Anguish (1986) is an obscure and overlooked horror film from Spanish director Bigas Luna, a name perhaps better known for weird and erotic art-house dramas. Zelda Rubinstein (Poltergeist and Poltergeist II) stars as the overbearing mother of adult son John (Michael Lerner, Barton Fink) who still lives at home and under her thumb. Mother has a psychic connection with her slavish son and can communicate with him over long distances, a power she will use to direct him as her instrument of revenge. It’s a surreal and violent film, involving eye surgery and pet snails and birth trauma and a movie theater shooting spree.

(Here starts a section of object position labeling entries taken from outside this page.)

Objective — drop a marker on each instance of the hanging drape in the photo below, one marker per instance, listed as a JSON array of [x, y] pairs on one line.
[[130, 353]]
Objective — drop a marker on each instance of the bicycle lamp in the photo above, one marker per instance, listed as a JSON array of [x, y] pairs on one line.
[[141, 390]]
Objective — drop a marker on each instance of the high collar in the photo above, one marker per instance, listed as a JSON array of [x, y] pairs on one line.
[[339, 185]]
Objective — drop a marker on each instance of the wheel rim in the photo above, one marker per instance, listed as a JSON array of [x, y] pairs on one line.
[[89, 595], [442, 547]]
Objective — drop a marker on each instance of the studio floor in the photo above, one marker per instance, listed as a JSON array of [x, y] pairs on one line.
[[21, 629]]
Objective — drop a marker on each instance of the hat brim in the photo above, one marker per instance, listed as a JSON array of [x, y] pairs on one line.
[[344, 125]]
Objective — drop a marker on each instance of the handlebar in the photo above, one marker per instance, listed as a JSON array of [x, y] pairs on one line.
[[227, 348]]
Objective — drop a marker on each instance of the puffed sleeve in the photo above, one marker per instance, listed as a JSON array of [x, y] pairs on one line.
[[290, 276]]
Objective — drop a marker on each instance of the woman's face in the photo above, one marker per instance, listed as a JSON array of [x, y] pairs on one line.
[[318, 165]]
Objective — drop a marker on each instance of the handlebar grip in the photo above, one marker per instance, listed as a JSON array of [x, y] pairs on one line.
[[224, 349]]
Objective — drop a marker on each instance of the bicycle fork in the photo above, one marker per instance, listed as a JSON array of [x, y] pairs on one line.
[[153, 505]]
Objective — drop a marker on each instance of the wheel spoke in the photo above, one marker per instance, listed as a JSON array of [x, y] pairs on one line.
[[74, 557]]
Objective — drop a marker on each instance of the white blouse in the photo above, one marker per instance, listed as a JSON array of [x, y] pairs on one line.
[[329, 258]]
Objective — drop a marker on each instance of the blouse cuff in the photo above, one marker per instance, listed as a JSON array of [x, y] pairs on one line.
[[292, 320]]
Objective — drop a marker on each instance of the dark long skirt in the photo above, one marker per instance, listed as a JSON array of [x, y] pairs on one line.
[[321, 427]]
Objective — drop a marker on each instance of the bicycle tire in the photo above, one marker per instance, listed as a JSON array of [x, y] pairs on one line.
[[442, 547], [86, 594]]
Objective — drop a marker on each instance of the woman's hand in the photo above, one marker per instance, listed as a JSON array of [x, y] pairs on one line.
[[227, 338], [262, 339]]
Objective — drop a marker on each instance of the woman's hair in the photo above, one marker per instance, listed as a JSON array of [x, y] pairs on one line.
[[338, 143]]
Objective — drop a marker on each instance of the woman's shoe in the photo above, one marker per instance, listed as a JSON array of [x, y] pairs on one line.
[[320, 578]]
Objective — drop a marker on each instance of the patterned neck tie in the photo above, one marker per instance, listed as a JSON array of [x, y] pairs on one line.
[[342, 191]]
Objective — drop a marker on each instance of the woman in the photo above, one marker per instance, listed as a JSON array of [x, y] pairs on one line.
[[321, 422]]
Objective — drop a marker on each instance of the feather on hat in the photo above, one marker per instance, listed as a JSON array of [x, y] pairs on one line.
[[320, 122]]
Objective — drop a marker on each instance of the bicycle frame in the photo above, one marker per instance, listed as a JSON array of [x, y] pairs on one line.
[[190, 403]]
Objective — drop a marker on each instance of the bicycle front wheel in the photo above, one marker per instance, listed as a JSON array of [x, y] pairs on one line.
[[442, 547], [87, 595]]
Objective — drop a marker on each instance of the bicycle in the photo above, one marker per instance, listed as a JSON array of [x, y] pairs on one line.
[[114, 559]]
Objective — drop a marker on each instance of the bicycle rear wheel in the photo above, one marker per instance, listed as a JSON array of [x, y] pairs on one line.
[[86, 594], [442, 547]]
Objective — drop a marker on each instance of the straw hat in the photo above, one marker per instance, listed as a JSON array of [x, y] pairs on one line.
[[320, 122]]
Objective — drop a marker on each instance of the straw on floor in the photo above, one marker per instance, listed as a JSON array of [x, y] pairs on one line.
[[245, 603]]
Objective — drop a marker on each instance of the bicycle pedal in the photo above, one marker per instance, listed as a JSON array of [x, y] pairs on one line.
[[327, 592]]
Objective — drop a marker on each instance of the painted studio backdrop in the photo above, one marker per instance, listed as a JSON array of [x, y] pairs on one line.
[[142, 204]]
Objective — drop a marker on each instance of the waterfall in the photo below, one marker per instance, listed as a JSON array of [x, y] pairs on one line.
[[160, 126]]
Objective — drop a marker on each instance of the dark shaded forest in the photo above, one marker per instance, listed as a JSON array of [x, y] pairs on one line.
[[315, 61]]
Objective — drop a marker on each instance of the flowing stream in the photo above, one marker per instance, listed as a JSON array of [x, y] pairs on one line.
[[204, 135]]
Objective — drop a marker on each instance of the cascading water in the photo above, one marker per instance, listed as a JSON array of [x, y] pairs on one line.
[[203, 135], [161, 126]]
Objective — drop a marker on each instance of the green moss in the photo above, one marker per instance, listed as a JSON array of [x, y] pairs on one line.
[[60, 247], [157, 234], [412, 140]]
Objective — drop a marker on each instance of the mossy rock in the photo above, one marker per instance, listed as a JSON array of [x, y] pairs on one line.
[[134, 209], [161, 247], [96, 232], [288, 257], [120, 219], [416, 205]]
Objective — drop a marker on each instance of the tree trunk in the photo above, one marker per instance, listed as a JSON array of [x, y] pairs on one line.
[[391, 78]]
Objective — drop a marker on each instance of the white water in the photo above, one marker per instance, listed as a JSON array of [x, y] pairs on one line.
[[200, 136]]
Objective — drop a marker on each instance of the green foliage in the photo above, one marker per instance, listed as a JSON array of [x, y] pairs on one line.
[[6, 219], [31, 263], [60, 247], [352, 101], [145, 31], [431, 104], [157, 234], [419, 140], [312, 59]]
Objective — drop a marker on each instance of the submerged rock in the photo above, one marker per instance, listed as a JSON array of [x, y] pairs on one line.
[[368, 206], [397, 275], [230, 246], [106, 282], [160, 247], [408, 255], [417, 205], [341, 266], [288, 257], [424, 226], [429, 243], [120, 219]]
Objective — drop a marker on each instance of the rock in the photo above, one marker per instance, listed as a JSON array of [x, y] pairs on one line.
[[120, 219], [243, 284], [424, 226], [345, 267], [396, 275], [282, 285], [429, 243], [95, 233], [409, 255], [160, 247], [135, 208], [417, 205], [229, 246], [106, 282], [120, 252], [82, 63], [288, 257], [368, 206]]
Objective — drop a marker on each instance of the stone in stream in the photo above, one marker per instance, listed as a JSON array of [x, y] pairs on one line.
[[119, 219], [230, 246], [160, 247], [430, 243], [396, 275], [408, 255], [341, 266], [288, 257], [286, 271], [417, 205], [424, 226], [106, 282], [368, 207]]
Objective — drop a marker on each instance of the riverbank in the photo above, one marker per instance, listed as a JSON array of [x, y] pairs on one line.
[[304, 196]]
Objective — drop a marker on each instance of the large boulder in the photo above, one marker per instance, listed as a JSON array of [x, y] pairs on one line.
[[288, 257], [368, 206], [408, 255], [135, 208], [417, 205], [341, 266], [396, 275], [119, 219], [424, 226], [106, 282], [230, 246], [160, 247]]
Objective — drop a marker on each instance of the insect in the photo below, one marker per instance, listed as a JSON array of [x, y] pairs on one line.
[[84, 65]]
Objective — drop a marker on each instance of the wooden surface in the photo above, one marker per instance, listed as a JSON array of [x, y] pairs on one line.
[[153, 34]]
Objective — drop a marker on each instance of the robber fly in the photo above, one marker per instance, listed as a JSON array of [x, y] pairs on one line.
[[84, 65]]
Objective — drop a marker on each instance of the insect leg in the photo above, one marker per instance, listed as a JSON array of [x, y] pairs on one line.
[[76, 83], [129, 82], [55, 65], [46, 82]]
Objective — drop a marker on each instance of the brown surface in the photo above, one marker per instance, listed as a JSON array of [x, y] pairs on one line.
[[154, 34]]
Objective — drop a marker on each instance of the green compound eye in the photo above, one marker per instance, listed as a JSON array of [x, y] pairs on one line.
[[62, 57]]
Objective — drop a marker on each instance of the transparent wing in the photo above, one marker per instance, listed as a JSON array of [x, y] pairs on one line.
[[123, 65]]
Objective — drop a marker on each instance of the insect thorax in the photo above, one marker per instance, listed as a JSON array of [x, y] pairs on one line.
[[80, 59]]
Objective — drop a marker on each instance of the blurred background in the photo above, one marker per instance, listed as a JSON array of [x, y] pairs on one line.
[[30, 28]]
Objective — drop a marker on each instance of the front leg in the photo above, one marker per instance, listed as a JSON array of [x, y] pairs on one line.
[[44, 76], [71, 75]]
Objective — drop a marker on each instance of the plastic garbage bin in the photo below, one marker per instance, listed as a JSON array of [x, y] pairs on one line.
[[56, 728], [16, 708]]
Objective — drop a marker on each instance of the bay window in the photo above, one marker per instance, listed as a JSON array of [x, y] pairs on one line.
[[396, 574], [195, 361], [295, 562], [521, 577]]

But before I delve deeper into Anguish, I should mention that this movie contains a hidden message. No, I’m not talking about some underlying theme, expressed with subtle metaphor or symbolism, but overt, subliminal mind control being worked on the viewers’ subconscious by the filmmaker. Such is the claim made in a pre-credits title card, which warns: “During the film you are about to see, you will be subject to subliminal messages and mild hypnosis. This will cause you no physical harm or lasting effect, but if for any reason you lose control or feel that your mind is leaving your body – leave the auditorium immediately.”

death-spirals-5As a fan of both in-theater exploitation gimmicks and the prospect of manipulating people subconsciously with hidden messages, I fell in love with the movie before it even began. Anguish was not, of course, the first movie to threaten to hypnotize its audience. The gimmick goes back to 1958’s Terror In the Haunted House (aka My World Dies Screaming), which utilized a process called “Psychorama” to flash images and messages for a fraction of a second at various points throughout the film. The “subliminal messaging” was not used surreptitiously; rather, the novelty of the process was the main focus of the film’s marketing, prominently featured on the poster and trailer.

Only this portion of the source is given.